アメリカのAI(人工知能)開発企業「リカーシブ・スーパーインテリジェンス(Recursive Superintelligence)」は、アマゾン傘下のクラウドサービス「AWS(アマゾン・ウェブ・サービス)」と、AIの計算処理基盤の利用に関する4億ドル(約620億円)規模の契約を結んだと発表しました。

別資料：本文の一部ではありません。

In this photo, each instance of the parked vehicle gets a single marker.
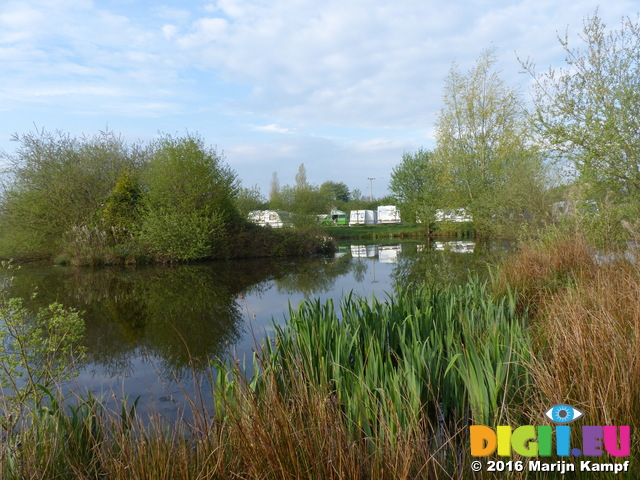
(459, 215)
(363, 217)
(271, 218)
(388, 214)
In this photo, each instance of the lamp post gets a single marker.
(371, 179)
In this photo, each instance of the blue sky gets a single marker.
(343, 86)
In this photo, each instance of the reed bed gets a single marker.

同社は今年5月に6億5000万ドル(約1008億円)の資金調達を実施するとともに、事業内容を公開して本格的な活動を開始しました。現在は、人間の介入なしに自律的に性能を向上させる「自己改善型AIシステム」の開発に注力しており、これには膨大な計算能力が必要となります。今回の複数年契約は、システムの規模拡大に向けた柔軟な基盤を確保する狙いがあるということです。
今回投じられる4億1000万ドル(約635億円)は、同社がこれまでに調達した資金の大半を占める規模となります。しかし、同社のソッチャーCEO(最高経営責任者)はメディアの取材に対し、「今後数年間で結ぶ計算基盤の契約としては、今回がおそらく最も小規模なものになるだろう」と述べ、さらなる大型投資を続ける方針を示しました。
同社は、AIシステムによる製品開発プロセスの自動化を目指しています。このため、従来は人材確保や事業運営に充てられていた予算の大部分を、計算処理基盤に直接投資する戦略をとっています。ソッチャーCEOは「私たちにとって重要なのは、従業員の数ではなくAIエージェントの数だ」としています。
今回の契約には、大手AI企業でよく見られるようなアマゾンからの直接出資は含まれていません。一方で、AWSのジェイソン・ベネット副社長は「こうした企業に特化したインフラを共同開発することも合意の一部だ」と述べています。AWSとしては、大規模な支援体制を構築することで、他のAI基盤開発企業の取り込みにもつなげたい考えです。
AIが自律的に進化する「再帰的自己改善(RSI)」は、AI技術の飛躍的な進歩をもたらす転換点として長年注目されてきました。開発競争が激化し、技術的な要件についてさまざまな見方がある中、同社はRSIの技術を実際の製品開発に応用する目標を掲げています。
ソッチャーCEOは、年内にも最初の製品を発表する見通しを示しており、「10月ごろには、実際に触って使える実用的な製品を公開できるだろう」としています。